Tyrone will test Galway

Galway footballers will have to improve enormously on the wretched and pitiful second-half display they produced against Kerry last weekend if they are to get anything out of their joust with Tyrone in Tuam this Sunday (2.30pm ) .Based on last weekend, one side appears to be on an upward graph and the other on a downward spiral.

Tyrone defeated Cork last Saturday night in Healy Park, scoring 3-09 in the process, and they welcomed back Seán Cavanagh, Ryan Mellon and Philip Jordan which gives them a strong hand from which to select this Sunday. Their confidence is high and with some of their top storm-troopers back into the frame, it will make them exceedingly difficult to beat .

In contrast Galway has been ravaged by injuries and many a Galway heart felt a genuine tightening in the chest when the side’s talisman and best player Michael Meehan was carried off in Pearse Stadium last Sunday. When he went down clutching his knee, many would have thought: “That’s us finished for the year, if he is gone ."

Thankfully the news on the knee injury is relatively positive and the entire panel and supporters received a gigantic boost in hearing Meehan’s injury as not as serious as originally feared.

The Caltra star, who had once again started in blistering form against Kerry before his injury, saw a specialist and had an MRI on Tuesday.

"It is definitely not his cruciate," manager Joe Kernan confirmed this week. "There is a small tear to his medial ligament and bruising to the bone. He is likely to miss four to six weeks, but it is great news. And we hope he will be back for the championship opener against New York on May 2.”

He has become the team’s most important player, and the fact that he had already scored 2-19 (14fs, and one 45 ) in three and a half games of the team’s entire total of 4-56 tells its own story.

Kernan’s panel is still badly hit by injury and he will be without his two main attackers for Sunday’s relegation clash with Tyrone . Neither Meehan nor Sean Armstrong expect to play until the New York Trip.

Watching Galway last weekend surrounded by Kerry supporters was a chastising experience.

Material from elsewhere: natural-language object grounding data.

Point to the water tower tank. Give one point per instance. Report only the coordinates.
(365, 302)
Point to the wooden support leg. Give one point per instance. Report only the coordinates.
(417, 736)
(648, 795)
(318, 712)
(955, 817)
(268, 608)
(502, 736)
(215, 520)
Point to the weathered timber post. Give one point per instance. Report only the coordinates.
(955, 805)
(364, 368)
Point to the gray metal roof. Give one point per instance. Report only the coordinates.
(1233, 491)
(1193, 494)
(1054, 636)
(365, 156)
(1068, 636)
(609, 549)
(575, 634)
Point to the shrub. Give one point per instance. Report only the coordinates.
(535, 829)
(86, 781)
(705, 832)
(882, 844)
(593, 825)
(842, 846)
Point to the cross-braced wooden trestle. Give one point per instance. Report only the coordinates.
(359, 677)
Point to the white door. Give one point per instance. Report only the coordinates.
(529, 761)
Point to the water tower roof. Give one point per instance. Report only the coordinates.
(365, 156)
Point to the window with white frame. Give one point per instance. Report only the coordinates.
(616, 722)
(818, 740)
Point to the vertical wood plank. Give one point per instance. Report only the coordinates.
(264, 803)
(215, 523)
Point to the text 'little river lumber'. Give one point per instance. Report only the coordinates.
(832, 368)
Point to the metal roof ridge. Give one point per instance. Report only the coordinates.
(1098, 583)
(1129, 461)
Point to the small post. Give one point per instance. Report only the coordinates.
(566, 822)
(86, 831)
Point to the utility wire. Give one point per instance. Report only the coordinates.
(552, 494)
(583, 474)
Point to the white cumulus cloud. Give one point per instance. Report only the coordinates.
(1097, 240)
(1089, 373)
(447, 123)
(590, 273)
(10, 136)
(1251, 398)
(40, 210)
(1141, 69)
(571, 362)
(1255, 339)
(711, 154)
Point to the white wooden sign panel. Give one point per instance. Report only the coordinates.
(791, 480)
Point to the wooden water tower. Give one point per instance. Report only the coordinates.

The Kerry team toyed with Galway like a cat with a mouse, and Jack O’Connor’s treble substitution mid-way in the second half told us all we needed to know about his opinion on the challenge Galway had offered.

“It was men against boys,” said Kernan afterwards. “If we want to stay in division one next year, we have to win against Tyrone. Injuries are the problem at the moment and we were totally overrun by Kerry in the second half. A lot of boys threw in the towel and that is not good enough. We will have to improve for the Tyrone game, it’s as simple as that.”

Galway v Kerry: Eoin O Conghaile; Donal O'Neill, Finian Hanley, Damien Burke; Diarmuid Blake (0-1 ), Gary O'Donnell, David Reilly; Barry Cullinane, Paul Conroy (0-3 ); Gary Sice, Joe Bergin, Niall Coleman; Michael Meehan (1-4, 0-3f, 0-1 ‘45' ), Nicky Joyce, Matthew Clancy. Subs: Cillian de Paor for M Meehan (inj ) (22 ); Fiachra Breathnach (0-1 ) for Coleman (41 ); Declan Meehan for Reilly (45 ); Danny Cummins for Clancy (58 ).